En la feria de la política uno sabe siempre cuando se monta a una atracción, pero no cuando se baja. En Venezuela la gente hace tiempo que se olvidó de dónde está subida. Asume sin asombro su movimiento de noria. Arriba, abajo, arriba. Es decir, sin prestarle más atención que al crecimiento de las uñas de los pies. Hasta que hay que cortarlas. Algo así me acaba de contar el motorizado de la oficina. Es un tipo orondo, color café. Un excelente narrador de chistes, que conduce una vespa verde botella con sus 120 kilos de peso sabiamente distruibuidos: pura física aplicada. Acaba de llegar: grita un saludo al aire: Señoooores! Y prepara un guayoyo, un cafecito filtrado (no hay leche), a cada uno de los que tecleamos. Se sienta, coloca las gafas de sol sobre su frente inmensa. Y explica.

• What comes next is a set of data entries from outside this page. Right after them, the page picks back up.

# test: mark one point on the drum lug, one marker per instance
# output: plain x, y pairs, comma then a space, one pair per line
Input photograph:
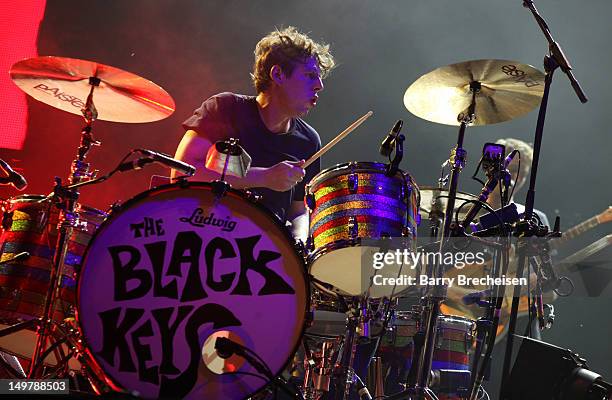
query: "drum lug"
353, 182
7, 220
310, 201
353, 227
309, 243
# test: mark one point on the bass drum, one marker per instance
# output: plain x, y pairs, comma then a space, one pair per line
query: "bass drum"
173, 270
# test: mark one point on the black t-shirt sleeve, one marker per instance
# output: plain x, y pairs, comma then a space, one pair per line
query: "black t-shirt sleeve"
311, 171
213, 119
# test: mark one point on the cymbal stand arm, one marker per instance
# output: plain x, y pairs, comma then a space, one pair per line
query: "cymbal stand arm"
438, 293
68, 220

"Vengo obstinado, señores. En la Lecuna (avenida donde preparan la logística del cierre de campaña por el sí en el referéndum del domingo), se me espichó un caucho (pinchó un neumático). La moto espichada no rueda. Allí mismo tuve que reparar el caucho. Sudando mares. Pero lo peor es que estaban probando el sonido para recibir al presidente. Sí, sí, con Chávez, sí. Sí va, la reforma sí, sí va. Así 45 minutos. Vengo obstinado, esa música, las mismas palabras: perforándome las orejas. Todavía tengo la música dentro, y me bailan las orejas. Pero la saben lo peor: coño, sí, que me hizo pensar. Esos 45 minutos me hicieron pensar en lo que era la política".
Un gran tipo, Edgar. Sólo habla para decir cosas importantes. Y cuenta con una de esas barrigas en las que uno rebota. Dos virtudes no muy frecuentes, y no siempre bien ponderadas.